Une réalité qui peut causer de véritables difficulté au quotidien, que ce soit dans la vie personnelle ou professionnelle. Et alors que les entreprises s’emparent enfin timidement du sujet du bien-être au travail, il devient impératif de repenser le soutien aux aidants salariés.

Comment soutenir concrètement ces collaborateurs qui, en plus de leurs missions professionnelles, s’occupent d’un proche – frère, soeur, parent âgé, en situation de handicap ou souffrant d’une maladie ? On fait le point.

Qu’est-ce qu’un salarié aidant ?

Définition

Un salarié aidant est un actif qui, en dehors de son temps de travail, apporte une aide régulière et fréquente, à titre non professionnel et non rémunéré, à un proche en perte d’autonomie (âge, handicap, maladie).

Qui est “le proche” ?

Parent, conjoint ou partenaire, enfant, frère/sœur, ascendant ou descendant, proche par alliance… ou toute personne avec laquelle le salarié entretient un lien personnel stable et privilégié.

Cette aide peut être matérielle (courses, déplacements), administrative (dossiers, rendez-vous), organisationnelle (coordination des soins) ou simplement présence et soutien au quotidien.

Comment obtenir le statut d’aidant familial ?

En France, il n’existe pas un statut unique d’aidant familial au sens strict, mais plusieurs dispositifs légaux permettant de reconnaître et de soutenir ce rôle.

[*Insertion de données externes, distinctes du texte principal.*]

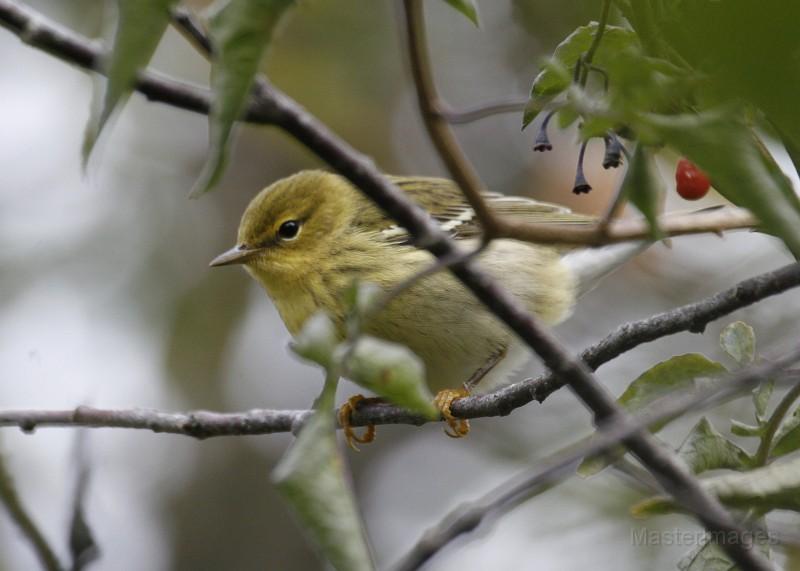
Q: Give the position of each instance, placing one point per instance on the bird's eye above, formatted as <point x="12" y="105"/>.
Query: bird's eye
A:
<point x="289" y="230"/>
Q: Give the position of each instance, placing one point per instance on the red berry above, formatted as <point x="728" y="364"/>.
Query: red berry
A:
<point x="691" y="182"/>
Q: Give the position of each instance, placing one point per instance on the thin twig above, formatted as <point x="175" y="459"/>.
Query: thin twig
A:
<point x="662" y="463"/>
<point x="556" y="468"/>
<point x="271" y="109"/>
<point x="774" y="422"/>
<point x="204" y="424"/>
<point x="586" y="61"/>
<point x="672" y="475"/>
<point x="692" y="317"/>
<point x="450" y="151"/>
<point x="9" y="498"/>
<point x="476" y="112"/>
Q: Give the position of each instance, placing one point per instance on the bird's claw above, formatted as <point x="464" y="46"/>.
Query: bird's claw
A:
<point x="343" y="415"/>
<point x="458" y="427"/>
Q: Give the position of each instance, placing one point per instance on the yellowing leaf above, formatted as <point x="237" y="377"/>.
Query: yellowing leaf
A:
<point x="706" y="449"/>
<point x="312" y="478"/>
<point x="677" y="373"/>
<point x="391" y="371"/>
<point x="139" y="29"/>
<point x="240" y="32"/>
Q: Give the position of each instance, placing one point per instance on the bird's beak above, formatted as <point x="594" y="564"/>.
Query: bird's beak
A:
<point x="236" y="255"/>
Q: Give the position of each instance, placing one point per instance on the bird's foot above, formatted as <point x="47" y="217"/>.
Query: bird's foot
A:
<point x="458" y="427"/>
<point x="344" y="421"/>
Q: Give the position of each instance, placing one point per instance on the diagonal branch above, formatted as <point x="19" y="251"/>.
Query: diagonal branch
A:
<point x="10" y="500"/>
<point x="552" y="470"/>
<point x="671" y="474"/>
<point x="38" y="32"/>
<point x="433" y="115"/>
<point x="205" y="424"/>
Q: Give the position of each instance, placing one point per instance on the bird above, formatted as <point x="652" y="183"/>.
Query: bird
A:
<point x="306" y="238"/>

Tout dépend du lien avec la personne aidée et de la nature de l’aide apportée.

Pour être officiellement reconnu comme aidant, il est possible de :

  • Déclarer son rôle auprès de la MDPH (Maison Départementale des Personnes Handicapées) si la personne aidée est en situation de handicap.
  • Être désigné comme aidant principal dans un plan d’aide (APA, PCH, etc.) établi par les services sociaux ou le département.
  • Faire figurer son rôle dans le dossier médical partagé du proche aidé, avec son accord.

État des lieux de l’aidance en entreprise

Qui sont les salariés aidants ?

Pour saisir l’ampleur du phénomène, il est essentiel de dresser le portrait-robot du salarié aidant, de comprendre qui ils sont, à quel moment de leur vie ils le deviennent et comment cela impacte leur quotidien professionnel.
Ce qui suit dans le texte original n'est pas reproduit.